Groźni przestępcy – aspekt międzynarodowy

Przykłady z Wielkiej Brytanii, Francji czy Niemiec zaprzeczają tezie, że polska ustawa ?o postępowaniu wobec osób ?z zaburzeniami psychicznymi stanowi w Europie niechlubny wyjątek – pisze minister sprawiedliwości.

Publikacja: 24.03.2014 01:00

Marek Biernacki - Minister Sprawiedliwości

Marek Biernacki - Minister Sprawiedliwości

Foto: Fotorzepa, Dominik Pisarek Dominik Pisarek

Red

Ustawa o postępowaniu wobec osób z zaburzeniami psychicznymi stwarzającymi zagrożenie życia, zdrowia lub wolności seksualnej w dalszym ciągu wywołuje kontrowersje. W medialnym dialogu, niestety, rzadko pojawiają się przykłady z innych państw, a szkoda, gdyż zaprzeczają one tezie, że polska ustawa jest pod tym względem instytucją niespotykaną w kręgu państw europejskich.

„Dwutorowy" system kar

W większości państw Unii Europejskiej dostrzeżono, że wielu sprawców, którzy są poczytalni, nie zamierza lub nie jest w stanie zmienić swojego postępowania. W pewnych przypadkach oddziaływanie resocjalizacyjne mimo najlepszych chęci i rozbudowanych systemów pomocy nie przynosi pozytywnych efektów. W państwach, takich jak: Wielka Brytania, Francja, Niemcy czy Norwegia, ustawodawca doszedł do wniosku, że zdarzają się niepowodzenia resocjalizacyjne, za które nie można obarczać winą systemu penitencjarnego, bo przyczyny leżą po stronie psychiki sprawcy.

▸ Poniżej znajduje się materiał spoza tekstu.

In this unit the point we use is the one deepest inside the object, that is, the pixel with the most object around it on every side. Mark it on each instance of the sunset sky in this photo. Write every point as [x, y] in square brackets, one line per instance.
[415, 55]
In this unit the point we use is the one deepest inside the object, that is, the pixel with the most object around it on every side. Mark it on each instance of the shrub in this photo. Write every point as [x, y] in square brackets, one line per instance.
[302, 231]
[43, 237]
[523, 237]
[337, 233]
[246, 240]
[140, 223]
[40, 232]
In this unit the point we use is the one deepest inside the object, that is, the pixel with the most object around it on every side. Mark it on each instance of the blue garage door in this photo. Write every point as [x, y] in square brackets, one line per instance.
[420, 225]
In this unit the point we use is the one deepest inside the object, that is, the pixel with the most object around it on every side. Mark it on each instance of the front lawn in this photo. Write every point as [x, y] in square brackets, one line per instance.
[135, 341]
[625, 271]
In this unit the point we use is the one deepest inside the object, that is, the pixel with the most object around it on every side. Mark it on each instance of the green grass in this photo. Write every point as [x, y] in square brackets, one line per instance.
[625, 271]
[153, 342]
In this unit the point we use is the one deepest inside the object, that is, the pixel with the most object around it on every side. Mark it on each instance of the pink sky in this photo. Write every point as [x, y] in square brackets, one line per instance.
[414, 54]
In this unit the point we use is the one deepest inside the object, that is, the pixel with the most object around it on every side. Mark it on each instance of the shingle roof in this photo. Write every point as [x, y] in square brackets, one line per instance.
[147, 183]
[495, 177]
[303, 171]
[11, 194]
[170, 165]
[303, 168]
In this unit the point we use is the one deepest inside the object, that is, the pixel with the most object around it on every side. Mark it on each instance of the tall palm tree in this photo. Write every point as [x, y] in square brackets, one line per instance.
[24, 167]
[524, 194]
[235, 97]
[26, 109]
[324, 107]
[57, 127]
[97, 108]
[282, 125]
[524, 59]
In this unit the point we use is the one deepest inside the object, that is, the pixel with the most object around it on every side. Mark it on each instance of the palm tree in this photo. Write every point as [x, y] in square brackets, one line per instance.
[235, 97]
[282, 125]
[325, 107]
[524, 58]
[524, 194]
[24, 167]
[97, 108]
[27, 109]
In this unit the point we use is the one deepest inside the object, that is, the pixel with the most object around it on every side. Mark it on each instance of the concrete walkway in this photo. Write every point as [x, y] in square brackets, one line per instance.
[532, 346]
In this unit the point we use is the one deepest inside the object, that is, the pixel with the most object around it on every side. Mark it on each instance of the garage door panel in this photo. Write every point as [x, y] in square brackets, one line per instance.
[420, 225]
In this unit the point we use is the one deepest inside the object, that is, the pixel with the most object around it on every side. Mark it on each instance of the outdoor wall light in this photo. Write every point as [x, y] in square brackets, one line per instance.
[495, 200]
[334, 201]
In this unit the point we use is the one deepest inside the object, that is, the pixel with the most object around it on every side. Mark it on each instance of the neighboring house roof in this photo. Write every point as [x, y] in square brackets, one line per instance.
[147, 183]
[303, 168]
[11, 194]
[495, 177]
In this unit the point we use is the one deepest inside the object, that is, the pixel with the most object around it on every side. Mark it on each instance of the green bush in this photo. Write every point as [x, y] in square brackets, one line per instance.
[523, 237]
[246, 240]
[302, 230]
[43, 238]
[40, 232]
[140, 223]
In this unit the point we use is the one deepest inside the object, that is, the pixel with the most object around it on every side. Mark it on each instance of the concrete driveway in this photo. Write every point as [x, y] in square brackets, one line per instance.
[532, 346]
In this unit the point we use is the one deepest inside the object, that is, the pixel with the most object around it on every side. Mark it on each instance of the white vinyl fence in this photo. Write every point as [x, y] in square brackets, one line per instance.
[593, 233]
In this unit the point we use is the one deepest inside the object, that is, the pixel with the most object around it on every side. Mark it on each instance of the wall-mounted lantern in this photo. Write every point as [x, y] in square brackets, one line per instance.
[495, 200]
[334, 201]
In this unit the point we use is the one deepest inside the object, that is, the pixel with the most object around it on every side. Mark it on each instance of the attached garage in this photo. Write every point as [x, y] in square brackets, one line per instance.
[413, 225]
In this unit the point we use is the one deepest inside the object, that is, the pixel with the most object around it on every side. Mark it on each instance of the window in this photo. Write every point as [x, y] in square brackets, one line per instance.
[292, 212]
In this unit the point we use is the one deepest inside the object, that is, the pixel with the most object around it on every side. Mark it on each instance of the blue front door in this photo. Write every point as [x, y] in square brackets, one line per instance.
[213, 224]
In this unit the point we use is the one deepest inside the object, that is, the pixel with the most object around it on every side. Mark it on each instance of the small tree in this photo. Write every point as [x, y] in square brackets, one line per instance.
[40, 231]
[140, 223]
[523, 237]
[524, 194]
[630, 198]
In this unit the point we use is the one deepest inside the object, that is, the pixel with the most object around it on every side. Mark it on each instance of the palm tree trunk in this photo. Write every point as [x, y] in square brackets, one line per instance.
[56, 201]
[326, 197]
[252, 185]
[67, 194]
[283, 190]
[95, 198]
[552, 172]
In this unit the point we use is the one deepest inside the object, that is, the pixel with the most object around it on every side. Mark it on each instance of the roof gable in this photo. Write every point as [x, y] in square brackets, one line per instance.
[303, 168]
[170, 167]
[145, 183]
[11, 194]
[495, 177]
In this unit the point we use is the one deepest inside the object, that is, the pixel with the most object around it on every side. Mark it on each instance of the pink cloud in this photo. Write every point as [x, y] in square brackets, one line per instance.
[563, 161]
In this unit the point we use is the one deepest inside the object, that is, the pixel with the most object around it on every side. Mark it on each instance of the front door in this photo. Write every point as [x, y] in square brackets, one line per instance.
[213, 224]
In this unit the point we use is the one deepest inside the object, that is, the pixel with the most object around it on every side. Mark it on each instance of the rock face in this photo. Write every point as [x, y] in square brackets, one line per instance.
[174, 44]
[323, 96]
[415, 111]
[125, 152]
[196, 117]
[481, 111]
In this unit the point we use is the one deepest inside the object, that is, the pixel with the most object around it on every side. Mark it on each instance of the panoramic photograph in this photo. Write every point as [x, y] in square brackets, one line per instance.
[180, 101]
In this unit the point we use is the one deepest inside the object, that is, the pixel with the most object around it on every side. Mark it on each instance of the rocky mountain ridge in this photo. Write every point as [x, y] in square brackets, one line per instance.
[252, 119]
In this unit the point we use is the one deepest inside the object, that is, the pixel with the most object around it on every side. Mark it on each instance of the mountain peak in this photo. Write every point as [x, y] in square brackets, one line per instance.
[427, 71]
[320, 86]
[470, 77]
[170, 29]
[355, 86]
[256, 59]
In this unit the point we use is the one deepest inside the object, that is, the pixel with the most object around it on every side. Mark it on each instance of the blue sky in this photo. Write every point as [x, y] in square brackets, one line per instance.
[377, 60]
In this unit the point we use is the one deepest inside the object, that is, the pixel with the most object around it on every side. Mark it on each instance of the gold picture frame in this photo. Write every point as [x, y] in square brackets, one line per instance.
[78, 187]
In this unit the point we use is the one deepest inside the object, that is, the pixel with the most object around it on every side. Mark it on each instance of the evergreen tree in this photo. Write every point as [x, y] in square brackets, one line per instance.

Jednocześnie ryzyko, jakie stwarza taka osoba, jest zbyt duże, aby mogła ona opuścić izolację.

Pierwsza grupa państw rozwiązała ten problem w sposób, który nie narusza dotychczasowego „dwutorowego" systemu kar i środków zabezpieczających. Jest to prosty i przejrzysty sposób, który może się niektórym wydawać bardzo nęcący. Wystarczy za ciężkie przestępstwa wprowadzić karę dożywotniego pozbawienia wolności, choć pod nieco zmienioną nazwą – jako karę pozbawienia wolności bez określenia górnej granicy (jak w Wielkiej Brytanii) albo karę pozbawienia wolności z możliwością jej wydłużenia (jak w Belgii czy Norwegii). Takie postulaty pojawiły się również w polskim parlamencie. Jest to jednak droga, która wymaga dużej dojrzałości systemu demokratycznego i kultury prawnej społeczeństwa, tak aby możliwość ta nie była nadużywana.

Niestety, przestępstwa, takie jak: pobicie z poważnym uszkodzeniem ciała, zgwałcenie, bójka czy rozbój, są stosunkowo powszechne. Czy wobec sprawców tych czynów należy wprowadzać aż tak radykalny środek jak kara bez oznaczenia terminu?

Wystarczy przypomnieć oburzenie, jakie wywołała przed kilku laty sprawa Jakuba T., który został skazany w Wielkiej Brytanii na kilkukrotne dożywocie za zgwałcenie. Dla mnie jednak bardziej wyrazisty był nieznany szerzej przypadek dwóch młodych ludzi, których zaatakowali w pubie w Wielkiej Brytanii miejscowi chuligani, uderzając w twarz i nazywając polskimi śmieciami. Polacy okazali się w tym przypadku silniejsi i w dodatku użyli noża. Zaatakowany Brytyjczyk musiał być hospitalizowany przez kilka tygodni, ale nie miał poważnego uszczerbku ciała w rozumieniu polskiego prawa. Skazani Polacy zostali przekazani do Polski z bezterminowym wyrokiem pozbawienia wolności, który dla potrzeb naszego krajowego postępowania dostosowującego wyrok zagraniczny jest określany jako dożywocie. Trudno w naszych realiach uznać taką sankcję za proporcjonalną, co wiąże się również z tym, że możliwość warunkowego zwolnienia z takiej kary jest w Polsce nieporównywalna do tej, która występuje w państwach wydania takich orzeczeń.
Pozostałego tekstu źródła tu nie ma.